Sunday, April 29, 2012

BOOK: Island of Wings by Karin Altenberg

Island of Wings by Karin Altenberg, 308 pages

Orange Prize Longlist 2012; What's in a Name 5: topological feature

Some books, when you read the description, sound perfect for you. The plot, the characters, the setting - I'll love this book, you think. And usually you do. There are other books, where the description sounds boring. Island of Wings - missionary minister and his new wife head to a isolated island, full of birds, in the 1830s, to bring civilization to the natives. None of that sounds good to me, and yet Karin Altenberg kept me interested and reading the whole time. Colour me surprised and impressed!

Good historical fiction makes you want to learn more about the people or the time or place of the novel. St Kilda's, the isolated island off the coast of the Hebrides Island off Scotland, is a World Heritage Site, both for cultural and ecological reasons. St Kilda's Site is just the site to investigate, after reading the book, to get an update on the inhabitants and the research that is going on there now. I was fascinated by the history of the island and these images from Google maps are beautiful. Altenberg based her story on real characters and the history of the island.
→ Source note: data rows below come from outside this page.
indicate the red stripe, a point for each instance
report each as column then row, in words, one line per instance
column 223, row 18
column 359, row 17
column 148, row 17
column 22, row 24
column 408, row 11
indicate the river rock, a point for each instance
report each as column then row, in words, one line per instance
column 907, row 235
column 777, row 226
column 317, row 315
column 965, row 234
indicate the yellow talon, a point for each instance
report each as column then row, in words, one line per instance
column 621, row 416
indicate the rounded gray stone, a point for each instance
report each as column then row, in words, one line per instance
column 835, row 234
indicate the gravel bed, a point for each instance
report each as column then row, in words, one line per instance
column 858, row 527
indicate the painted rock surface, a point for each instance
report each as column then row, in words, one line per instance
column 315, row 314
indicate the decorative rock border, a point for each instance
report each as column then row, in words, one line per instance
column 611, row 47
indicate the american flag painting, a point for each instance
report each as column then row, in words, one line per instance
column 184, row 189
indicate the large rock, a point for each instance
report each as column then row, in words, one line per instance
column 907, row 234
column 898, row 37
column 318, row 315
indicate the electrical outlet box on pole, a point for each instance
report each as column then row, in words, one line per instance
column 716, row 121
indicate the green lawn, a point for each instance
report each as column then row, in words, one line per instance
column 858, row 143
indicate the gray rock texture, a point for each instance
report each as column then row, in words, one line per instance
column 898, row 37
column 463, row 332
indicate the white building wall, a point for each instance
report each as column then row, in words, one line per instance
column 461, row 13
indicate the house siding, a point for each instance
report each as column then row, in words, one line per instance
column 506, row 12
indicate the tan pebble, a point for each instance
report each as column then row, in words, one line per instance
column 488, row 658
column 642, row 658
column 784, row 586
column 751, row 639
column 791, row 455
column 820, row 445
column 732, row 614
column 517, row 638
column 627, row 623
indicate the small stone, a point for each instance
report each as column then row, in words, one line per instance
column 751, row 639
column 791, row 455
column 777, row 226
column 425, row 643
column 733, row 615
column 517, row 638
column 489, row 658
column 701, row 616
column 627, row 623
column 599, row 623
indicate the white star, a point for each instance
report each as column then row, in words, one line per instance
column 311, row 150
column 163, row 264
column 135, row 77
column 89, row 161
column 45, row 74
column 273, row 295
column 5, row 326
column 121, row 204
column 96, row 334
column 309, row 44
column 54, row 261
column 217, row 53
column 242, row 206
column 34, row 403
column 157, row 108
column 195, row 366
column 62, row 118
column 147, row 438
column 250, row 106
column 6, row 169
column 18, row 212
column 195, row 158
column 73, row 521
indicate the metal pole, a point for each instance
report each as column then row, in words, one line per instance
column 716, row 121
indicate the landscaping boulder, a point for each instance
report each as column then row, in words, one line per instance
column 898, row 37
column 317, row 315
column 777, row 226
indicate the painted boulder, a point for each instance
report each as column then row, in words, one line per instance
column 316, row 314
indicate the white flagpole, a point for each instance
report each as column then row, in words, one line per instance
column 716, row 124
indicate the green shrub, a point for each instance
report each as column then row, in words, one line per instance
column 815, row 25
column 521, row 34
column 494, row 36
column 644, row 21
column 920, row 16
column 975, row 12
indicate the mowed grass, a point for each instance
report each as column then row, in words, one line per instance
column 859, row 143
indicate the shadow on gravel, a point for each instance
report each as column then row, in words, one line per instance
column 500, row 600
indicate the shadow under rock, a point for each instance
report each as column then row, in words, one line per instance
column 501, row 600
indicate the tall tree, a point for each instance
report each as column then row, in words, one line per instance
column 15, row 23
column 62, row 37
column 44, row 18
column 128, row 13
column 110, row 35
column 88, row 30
Facts like the 8-day infant illness (infants on the island had a 60% fatality rate in those days) showed the research and tragedy of the island.

Rev Mackenzie, full of optimistic, paternalistic, British hubris arrives on St Kilda's Island with his new young wife, reading to enlighten the natives, whether they want it or not. (oops, my opinion of missionary work is coming though). Altenberg keeps her characters very real, with strengths and faults. Mackenzie did have a good heart, but his conceit and ego caused problems, with the St Kildans, and with his wife. Lizzie, his wife, seemed to try to fit in, although she never made any attempt to learn the Gaelic language.

[Mackenzie] felt pleased to have reached the moment when the St Kildans, who had thought themselves complete and self-sufficient, had been made to realize that they were not and, moreover, that he was the one who had led their minds to this conclusion. p 134

A study of a marriage disintegrating, a look at the role of religion and colonialism, and some great history combined to make this a fascinating read, worthy of the Orange Prize nomination.